In questo episodio di Educare con calma parto da una frase che sento ripetere sempre più spesso: «i bambini oggi vanno trattati con le pinze» e dall’etichetta «generazione di cristallo», che avanza l'idea che i bambini di oggi siano troppo fragili o iper-protetti a causa dell’educazione rispettosa.
Parlo di cosa significa davvero trattare i bambini come esseri umani: con rispetto, sì, ma anche con limiti, contenimento e responsabilità adulta. Di come l’Educazione a Lungo Termine non eviti frustrazione, noia o delusione, ma al contrario insegni ad attraversarle, restando accanto ai bambini nelle emozioni difficili invece di eliminarle.
Racconto perché disciplina positiva ed educazione rispettosa non hanno nulla a che vedere con permissivismo, e perché libertà senza limiti non è rispetto, ma assenza di guida.

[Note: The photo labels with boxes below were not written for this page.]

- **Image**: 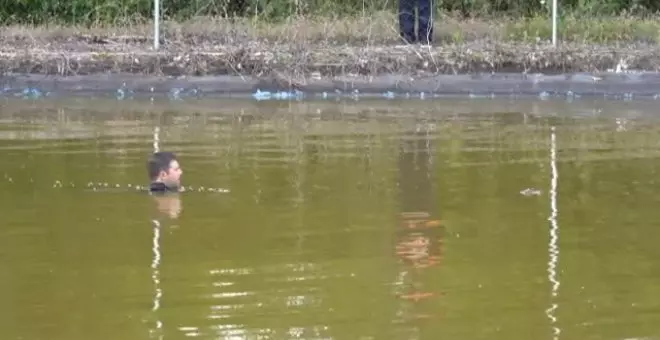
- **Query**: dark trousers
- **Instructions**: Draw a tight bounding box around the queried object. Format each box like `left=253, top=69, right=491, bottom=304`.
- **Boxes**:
left=399, top=0, right=433, bottom=44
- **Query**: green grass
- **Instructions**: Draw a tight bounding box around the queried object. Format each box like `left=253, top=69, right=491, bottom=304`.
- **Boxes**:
left=3, top=11, right=660, bottom=45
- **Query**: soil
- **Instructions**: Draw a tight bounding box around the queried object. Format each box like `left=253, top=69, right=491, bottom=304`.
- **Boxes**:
left=0, top=35, right=660, bottom=78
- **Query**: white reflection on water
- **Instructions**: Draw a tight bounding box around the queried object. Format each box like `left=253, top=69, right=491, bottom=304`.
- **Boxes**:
left=151, top=220, right=163, bottom=339
left=546, top=126, right=561, bottom=339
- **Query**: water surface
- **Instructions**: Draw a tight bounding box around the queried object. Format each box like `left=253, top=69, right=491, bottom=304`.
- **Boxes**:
left=0, top=99, right=660, bottom=339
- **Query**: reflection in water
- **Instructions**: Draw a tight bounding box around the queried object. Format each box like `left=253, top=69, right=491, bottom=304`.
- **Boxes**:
left=150, top=220, right=163, bottom=339
left=546, top=126, right=561, bottom=339
left=6, top=101, right=660, bottom=340
left=395, top=124, right=441, bottom=338
left=151, top=126, right=164, bottom=339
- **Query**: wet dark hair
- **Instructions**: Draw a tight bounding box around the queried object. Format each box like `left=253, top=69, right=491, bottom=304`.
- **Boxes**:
left=147, top=151, right=176, bottom=181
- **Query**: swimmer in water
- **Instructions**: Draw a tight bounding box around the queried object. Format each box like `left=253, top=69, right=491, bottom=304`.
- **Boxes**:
left=147, top=151, right=183, bottom=193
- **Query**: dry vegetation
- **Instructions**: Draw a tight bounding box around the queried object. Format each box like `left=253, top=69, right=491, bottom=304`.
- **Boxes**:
left=0, top=12, right=660, bottom=76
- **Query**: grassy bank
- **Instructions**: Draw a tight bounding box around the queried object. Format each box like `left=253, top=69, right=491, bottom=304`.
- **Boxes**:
left=3, top=11, right=660, bottom=45
left=0, top=11, right=660, bottom=77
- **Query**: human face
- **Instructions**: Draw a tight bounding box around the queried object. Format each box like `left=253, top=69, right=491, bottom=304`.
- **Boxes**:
left=160, top=160, right=183, bottom=188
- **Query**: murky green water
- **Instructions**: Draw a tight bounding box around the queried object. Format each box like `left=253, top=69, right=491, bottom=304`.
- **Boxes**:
left=0, top=96, right=660, bottom=339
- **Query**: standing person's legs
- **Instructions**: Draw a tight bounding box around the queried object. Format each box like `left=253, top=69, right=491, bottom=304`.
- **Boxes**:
left=399, top=0, right=417, bottom=44
left=417, top=0, right=435, bottom=45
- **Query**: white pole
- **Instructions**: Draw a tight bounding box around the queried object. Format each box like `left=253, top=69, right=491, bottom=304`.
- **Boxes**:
left=552, top=0, right=557, bottom=47
left=154, top=0, right=160, bottom=50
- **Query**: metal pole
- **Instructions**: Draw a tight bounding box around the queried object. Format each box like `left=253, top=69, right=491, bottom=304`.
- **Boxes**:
left=552, top=0, right=557, bottom=47
left=154, top=0, right=160, bottom=50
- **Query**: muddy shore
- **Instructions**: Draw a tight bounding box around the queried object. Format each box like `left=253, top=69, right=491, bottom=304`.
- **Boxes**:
left=0, top=31, right=660, bottom=77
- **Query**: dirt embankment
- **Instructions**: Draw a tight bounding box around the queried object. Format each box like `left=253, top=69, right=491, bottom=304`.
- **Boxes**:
left=0, top=34, right=660, bottom=78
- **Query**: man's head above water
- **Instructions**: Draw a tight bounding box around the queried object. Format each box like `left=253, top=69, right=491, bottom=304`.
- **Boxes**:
left=147, top=151, right=183, bottom=191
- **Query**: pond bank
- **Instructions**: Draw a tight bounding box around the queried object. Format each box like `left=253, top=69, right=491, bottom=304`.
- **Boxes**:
left=0, top=36, right=660, bottom=77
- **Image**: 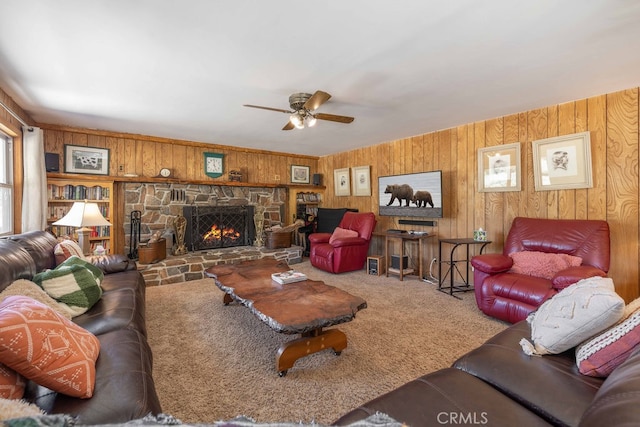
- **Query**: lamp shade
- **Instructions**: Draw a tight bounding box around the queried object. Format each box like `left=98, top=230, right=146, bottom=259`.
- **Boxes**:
left=53, top=202, right=111, bottom=227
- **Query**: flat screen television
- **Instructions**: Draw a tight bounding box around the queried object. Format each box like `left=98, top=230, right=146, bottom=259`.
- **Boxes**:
left=378, top=171, right=442, bottom=218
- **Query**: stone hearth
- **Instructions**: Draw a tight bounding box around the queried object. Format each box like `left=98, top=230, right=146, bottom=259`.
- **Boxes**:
left=138, top=246, right=302, bottom=286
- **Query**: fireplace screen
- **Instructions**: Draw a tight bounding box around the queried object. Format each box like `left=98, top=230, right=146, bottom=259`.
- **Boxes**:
left=183, top=205, right=255, bottom=251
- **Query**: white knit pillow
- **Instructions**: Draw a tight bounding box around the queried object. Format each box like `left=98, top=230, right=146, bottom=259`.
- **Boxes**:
left=520, top=277, right=625, bottom=355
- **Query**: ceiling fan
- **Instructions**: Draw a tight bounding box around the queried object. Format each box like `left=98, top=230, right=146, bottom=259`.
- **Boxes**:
left=244, top=90, right=353, bottom=130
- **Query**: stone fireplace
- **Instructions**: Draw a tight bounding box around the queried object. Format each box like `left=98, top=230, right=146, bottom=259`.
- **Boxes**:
left=182, top=205, right=255, bottom=251
left=123, top=183, right=287, bottom=254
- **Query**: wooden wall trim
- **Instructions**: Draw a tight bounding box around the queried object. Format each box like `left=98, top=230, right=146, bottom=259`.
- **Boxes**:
left=38, top=123, right=319, bottom=160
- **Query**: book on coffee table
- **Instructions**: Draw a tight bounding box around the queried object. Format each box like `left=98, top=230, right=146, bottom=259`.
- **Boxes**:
left=271, top=270, right=307, bottom=285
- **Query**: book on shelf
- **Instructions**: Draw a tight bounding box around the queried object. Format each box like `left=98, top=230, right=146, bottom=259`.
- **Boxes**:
left=271, top=270, right=307, bottom=285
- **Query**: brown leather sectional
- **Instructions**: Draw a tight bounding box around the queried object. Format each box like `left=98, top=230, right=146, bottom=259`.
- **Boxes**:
left=0, top=231, right=161, bottom=424
left=335, top=321, right=640, bottom=427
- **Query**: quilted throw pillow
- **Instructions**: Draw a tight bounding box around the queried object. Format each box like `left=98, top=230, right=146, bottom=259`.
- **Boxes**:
left=53, top=239, right=84, bottom=265
left=520, top=277, right=624, bottom=355
left=33, top=256, right=104, bottom=316
left=576, top=298, right=640, bottom=377
left=0, top=279, right=73, bottom=319
left=329, top=227, right=358, bottom=243
left=0, top=296, right=100, bottom=398
left=509, top=251, right=582, bottom=280
left=0, top=363, right=25, bottom=399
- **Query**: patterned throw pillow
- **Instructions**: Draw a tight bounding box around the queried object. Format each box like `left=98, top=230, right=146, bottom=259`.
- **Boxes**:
left=0, top=296, right=100, bottom=398
left=329, top=227, right=358, bottom=243
left=576, top=298, right=640, bottom=377
left=0, top=279, right=73, bottom=319
left=53, top=240, right=84, bottom=265
left=33, top=256, right=104, bottom=316
left=509, top=251, right=582, bottom=280
left=0, top=363, right=25, bottom=399
left=520, top=277, right=624, bottom=355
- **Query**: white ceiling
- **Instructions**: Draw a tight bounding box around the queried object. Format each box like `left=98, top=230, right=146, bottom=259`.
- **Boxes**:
left=0, top=0, right=640, bottom=156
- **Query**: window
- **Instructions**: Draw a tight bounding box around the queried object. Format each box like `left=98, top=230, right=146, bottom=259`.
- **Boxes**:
left=0, top=132, right=13, bottom=235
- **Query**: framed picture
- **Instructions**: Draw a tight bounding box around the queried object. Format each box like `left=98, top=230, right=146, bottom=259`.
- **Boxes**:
left=204, top=153, right=224, bottom=178
left=291, top=165, right=309, bottom=184
left=64, top=144, right=109, bottom=175
left=333, top=168, right=351, bottom=196
left=531, top=132, right=593, bottom=191
left=478, top=142, right=521, bottom=192
left=351, top=166, right=371, bottom=196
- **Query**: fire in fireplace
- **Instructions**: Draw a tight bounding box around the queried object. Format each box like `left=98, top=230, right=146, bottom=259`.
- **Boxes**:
left=183, top=205, right=255, bottom=251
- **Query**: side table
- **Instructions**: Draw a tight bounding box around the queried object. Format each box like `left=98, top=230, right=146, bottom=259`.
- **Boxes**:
left=378, top=232, right=435, bottom=280
left=438, top=238, right=491, bottom=299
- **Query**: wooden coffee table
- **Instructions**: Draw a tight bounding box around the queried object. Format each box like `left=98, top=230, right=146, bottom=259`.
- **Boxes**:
left=205, top=258, right=367, bottom=377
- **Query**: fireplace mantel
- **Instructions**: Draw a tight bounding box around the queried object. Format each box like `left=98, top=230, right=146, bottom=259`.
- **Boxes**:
left=47, top=172, right=326, bottom=190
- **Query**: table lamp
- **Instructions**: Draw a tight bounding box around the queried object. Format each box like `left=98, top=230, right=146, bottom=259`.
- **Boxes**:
left=53, top=200, right=111, bottom=255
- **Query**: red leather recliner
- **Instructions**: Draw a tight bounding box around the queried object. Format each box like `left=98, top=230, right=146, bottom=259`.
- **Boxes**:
left=309, top=212, right=376, bottom=273
left=471, top=217, right=610, bottom=323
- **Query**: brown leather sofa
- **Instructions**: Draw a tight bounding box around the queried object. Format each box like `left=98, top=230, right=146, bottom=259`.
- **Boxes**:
left=334, top=321, right=640, bottom=427
left=0, top=231, right=161, bottom=424
left=471, top=217, right=610, bottom=323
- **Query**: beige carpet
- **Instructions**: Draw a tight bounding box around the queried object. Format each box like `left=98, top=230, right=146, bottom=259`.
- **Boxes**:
left=147, top=261, right=507, bottom=424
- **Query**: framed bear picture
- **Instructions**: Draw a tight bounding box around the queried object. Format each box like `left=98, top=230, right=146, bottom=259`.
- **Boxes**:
left=378, top=170, right=443, bottom=218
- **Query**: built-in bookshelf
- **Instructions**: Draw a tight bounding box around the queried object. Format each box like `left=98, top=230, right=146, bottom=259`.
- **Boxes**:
left=47, top=178, right=113, bottom=253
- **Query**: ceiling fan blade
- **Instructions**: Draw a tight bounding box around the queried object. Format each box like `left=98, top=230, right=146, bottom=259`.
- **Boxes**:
left=314, top=113, right=354, bottom=123
left=304, top=90, right=331, bottom=111
left=243, top=104, right=293, bottom=114
left=282, top=121, right=295, bottom=130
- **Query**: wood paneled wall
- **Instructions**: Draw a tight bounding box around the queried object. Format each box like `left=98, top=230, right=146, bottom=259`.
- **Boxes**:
left=318, top=88, right=640, bottom=301
left=40, top=125, right=318, bottom=185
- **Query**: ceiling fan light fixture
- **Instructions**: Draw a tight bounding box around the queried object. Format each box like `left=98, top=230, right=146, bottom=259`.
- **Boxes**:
left=289, top=113, right=304, bottom=129
left=307, top=114, right=318, bottom=127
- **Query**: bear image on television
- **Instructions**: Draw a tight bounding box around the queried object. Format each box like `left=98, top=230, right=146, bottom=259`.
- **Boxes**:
left=384, top=184, right=413, bottom=206
left=411, top=191, right=433, bottom=208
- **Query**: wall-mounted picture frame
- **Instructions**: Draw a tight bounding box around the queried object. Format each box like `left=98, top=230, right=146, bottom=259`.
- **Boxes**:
left=333, top=168, right=351, bottom=196
left=351, top=166, right=371, bottom=196
left=478, top=142, right=522, bottom=193
left=203, top=153, right=224, bottom=178
left=64, top=144, right=109, bottom=175
left=531, top=132, right=593, bottom=191
left=291, top=165, right=310, bottom=184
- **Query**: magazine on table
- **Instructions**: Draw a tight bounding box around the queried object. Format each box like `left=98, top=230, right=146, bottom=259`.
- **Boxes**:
left=271, top=270, right=307, bottom=285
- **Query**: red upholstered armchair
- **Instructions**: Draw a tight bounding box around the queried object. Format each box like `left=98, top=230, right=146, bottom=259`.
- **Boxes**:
left=309, top=212, right=376, bottom=273
left=471, top=217, right=609, bottom=323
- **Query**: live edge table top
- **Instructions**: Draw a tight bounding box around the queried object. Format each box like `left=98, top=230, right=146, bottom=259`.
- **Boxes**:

Affronto anche il tema del pensiero critico: il titolo non fa l’esperto, ed è fondamentale imparare a verificare, fare domande e non affidarsi ciecamente alle autorità (come adulti e come genitori che vogliono crescere figli capaci di pensare con la propria testa).
Infine, parlo del lavoro enorme che stiamo facendo come genitori millennial: un vero e proprio reparenting, in cui cresciamo noi stessi mentre cresciamo i nostri figli, rompendo cicli di controllo, violenza normalizzata e mancanza di educazione emotiva.